江小璐打電話要張仲平到她家裏去一趟,她兒子毛頭病了。


    張仲平見過她媽媽一次,她幫張仲平開了門,朝他笑一笑,說:“你是小趙吧。”江小璐趕緊說:“不是不是,是張總。”張仲平不知道是江小璐的媽媽把他的姓記錯了,還是把他當成了另外一個人。他覺得兩種可能性都有,都很正常,也就笑了笑,說:“阿姨你好。”張仲平叫阿姨之前猶豫了一下。他比江小璐大十幾歲,江小璐的媽媽也隻比他大十幾歲。阿姨有點叫不出口,可是,不叫阿姨叫什麽?也許應該叫嶽姐?這種叫法有典故,張仲平有個做生意的朋友,續弦的老婆比他小了二十多歲,第一次去見老丈人,看同自己的年齡差不多,嶽父嶽父的實在叫不出口,靈機一動,脫口叫了一句嶽兄。後來,自己當做笑話到處亂講,自認為很經典。


    江小璐表情戚然,眼睛紅紅的,剛剛流過淚的樣子。難怪剛才接她電話的時候,還以為她感冒了。

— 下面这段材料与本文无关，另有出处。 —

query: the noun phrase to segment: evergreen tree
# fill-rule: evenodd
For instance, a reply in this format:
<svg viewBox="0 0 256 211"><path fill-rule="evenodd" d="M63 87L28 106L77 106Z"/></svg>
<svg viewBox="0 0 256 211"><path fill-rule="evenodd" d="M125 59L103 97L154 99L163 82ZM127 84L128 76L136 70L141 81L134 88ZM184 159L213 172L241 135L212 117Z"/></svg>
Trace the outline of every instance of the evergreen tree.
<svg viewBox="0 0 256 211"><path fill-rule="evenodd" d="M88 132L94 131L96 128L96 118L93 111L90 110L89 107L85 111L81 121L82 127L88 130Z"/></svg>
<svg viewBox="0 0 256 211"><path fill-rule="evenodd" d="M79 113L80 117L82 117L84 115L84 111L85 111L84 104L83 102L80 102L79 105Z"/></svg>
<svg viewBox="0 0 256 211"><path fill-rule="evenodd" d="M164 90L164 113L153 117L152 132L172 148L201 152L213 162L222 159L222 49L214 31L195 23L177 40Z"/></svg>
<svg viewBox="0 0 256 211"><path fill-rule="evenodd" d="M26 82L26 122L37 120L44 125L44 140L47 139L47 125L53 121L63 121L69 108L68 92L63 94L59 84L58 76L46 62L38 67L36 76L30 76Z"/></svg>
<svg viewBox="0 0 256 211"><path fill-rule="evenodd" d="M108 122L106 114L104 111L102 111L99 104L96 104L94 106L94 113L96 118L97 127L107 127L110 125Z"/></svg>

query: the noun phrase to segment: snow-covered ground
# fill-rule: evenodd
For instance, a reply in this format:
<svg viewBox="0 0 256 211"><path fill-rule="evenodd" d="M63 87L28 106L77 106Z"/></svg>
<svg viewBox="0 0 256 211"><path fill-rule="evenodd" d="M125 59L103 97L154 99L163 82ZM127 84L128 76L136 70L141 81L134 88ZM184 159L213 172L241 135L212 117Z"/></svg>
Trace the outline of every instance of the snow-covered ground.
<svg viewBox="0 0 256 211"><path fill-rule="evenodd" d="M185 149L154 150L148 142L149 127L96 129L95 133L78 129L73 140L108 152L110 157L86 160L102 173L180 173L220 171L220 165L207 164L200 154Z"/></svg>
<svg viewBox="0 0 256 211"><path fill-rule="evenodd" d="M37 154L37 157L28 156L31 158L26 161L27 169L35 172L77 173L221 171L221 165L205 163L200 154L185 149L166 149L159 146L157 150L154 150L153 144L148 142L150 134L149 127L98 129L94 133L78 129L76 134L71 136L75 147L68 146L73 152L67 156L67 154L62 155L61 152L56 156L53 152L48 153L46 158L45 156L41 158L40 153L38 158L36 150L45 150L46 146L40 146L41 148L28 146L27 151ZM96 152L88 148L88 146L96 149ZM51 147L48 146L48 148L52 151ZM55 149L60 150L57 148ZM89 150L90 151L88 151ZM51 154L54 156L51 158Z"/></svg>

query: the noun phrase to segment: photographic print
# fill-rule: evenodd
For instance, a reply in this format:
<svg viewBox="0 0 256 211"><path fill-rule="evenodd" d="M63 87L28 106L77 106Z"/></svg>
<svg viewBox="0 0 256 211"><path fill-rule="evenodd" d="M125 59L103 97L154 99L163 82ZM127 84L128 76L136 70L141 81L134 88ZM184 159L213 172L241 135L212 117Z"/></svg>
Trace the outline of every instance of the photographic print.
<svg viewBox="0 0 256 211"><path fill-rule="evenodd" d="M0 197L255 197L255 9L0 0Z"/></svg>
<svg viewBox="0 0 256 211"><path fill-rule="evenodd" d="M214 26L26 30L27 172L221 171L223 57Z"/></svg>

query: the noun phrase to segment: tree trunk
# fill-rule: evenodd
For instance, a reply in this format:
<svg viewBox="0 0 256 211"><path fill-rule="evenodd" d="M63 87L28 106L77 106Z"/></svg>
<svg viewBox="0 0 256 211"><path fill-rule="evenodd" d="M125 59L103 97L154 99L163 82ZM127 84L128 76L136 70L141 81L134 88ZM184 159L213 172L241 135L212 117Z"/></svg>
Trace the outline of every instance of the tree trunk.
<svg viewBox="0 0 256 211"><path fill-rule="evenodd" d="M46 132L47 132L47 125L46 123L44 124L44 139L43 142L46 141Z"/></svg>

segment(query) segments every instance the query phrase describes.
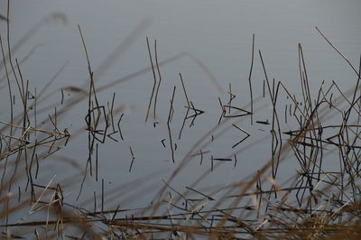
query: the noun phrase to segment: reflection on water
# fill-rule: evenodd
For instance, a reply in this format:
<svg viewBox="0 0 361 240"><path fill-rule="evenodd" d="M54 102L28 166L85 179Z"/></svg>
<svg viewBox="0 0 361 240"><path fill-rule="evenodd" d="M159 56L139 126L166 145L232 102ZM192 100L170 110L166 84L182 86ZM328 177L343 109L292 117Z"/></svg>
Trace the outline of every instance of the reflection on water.
<svg viewBox="0 0 361 240"><path fill-rule="evenodd" d="M0 5L5 20L6 5ZM68 202L87 208L104 190L106 208L144 206L164 183L180 191L214 186L216 198L267 162L267 176L278 182L311 169L305 181L313 188L324 174L319 169L338 170L335 149L351 143L350 133L336 143L339 119L352 119L350 131L358 133L349 107L358 96L352 90L357 73L314 27L357 66L360 7L358 1L14 3L12 58L24 78L15 82L10 65L2 67L0 100L9 102L8 76L20 93L0 107L9 113L14 106L15 119L34 128L23 121L16 132L22 121L9 125L9 114L1 115L1 127L16 136L8 145L24 135L24 144L33 145L19 149L35 152L39 144L42 153L23 162L42 173L36 184L60 183ZM6 21L0 27L6 51ZM310 131L301 136L300 128ZM321 162L319 149L333 164ZM18 171L14 165L5 172L2 164L3 179ZM129 192L110 190L148 175L139 188L124 185ZM309 188L302 180L294 186ZM54 190L60 196L60 187Z"/></svg>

    毛頭是個可憐的孩子,一生下來心髒就有問題。他長得不是很像江小璐,虎頭虎腦的。這時很安靜地坐在沙發上,大大的眼睛一眨不眨地望著張仲平。張仲平跟他打招呼,他很快把眼光挪開了,然後又回過來偷偷地看他。那張臉圓乎乎的,眼睛鼻子沒有長開,張仲平沒法從中猜出他父親是什麽樣子。


    江小璐說:“你這會兒有事嗎?可能要用一下你的車。”張仲平說:“沒問題。”江小璐到臥室裏去拿包,張仲平跟著,江小璐很快地抱了一下他的腰。她的頭僅僅在他的胸脯上蹭了一下,就把他輕輕推開了。她轉過臉,抽了一下鼻子。張仲平說:“沒事,我會陪著你。”


    去醫院的路上,江小璐抱著毛頭坐在副駕駛的位置上,指著街上的車子和房子要毛頭看。毛頭安安靜靜地坐在她懷裏,對江小璐要他看的車子房子不感興趣。他老是偷偷地望著張仲平。張仲平做著鬼臉逗他,他開始還很害羞,後來終於憋不住,咯咯咯地笑了。江小璐說:“他跟你倒是不認生。”張仲平說:“是呀。”江小璐不說話了,她的手輕輕地壓在張仲平擱在雜物箱上的右手上。毛頭看見了,也去抓張仲平的手,小傢夥的手肉嘟嘟的。張仲平說:“你兒子吃醋,不讓你挨我哩。”江小璐的手沒有因此移開,反而稍微使了使勁。張仲平略一扭頭,看到她輕輕地笑了一下。


    張仲平幫毛頭掛了專家門診。江小璐報的名字就是江毛頭。張仲平說:“還沒起名字嗎?”江小璐說:“不用以前的名字了,等他上學的時候再正式換一個。到時候,你給取一個,行不行?”張仲平看了江小璐一眼,不敢亂說話,隻說到時候可以幫你參謀參謀。江小璐回看了他一眼,說:“是呀,到時候再說吧。”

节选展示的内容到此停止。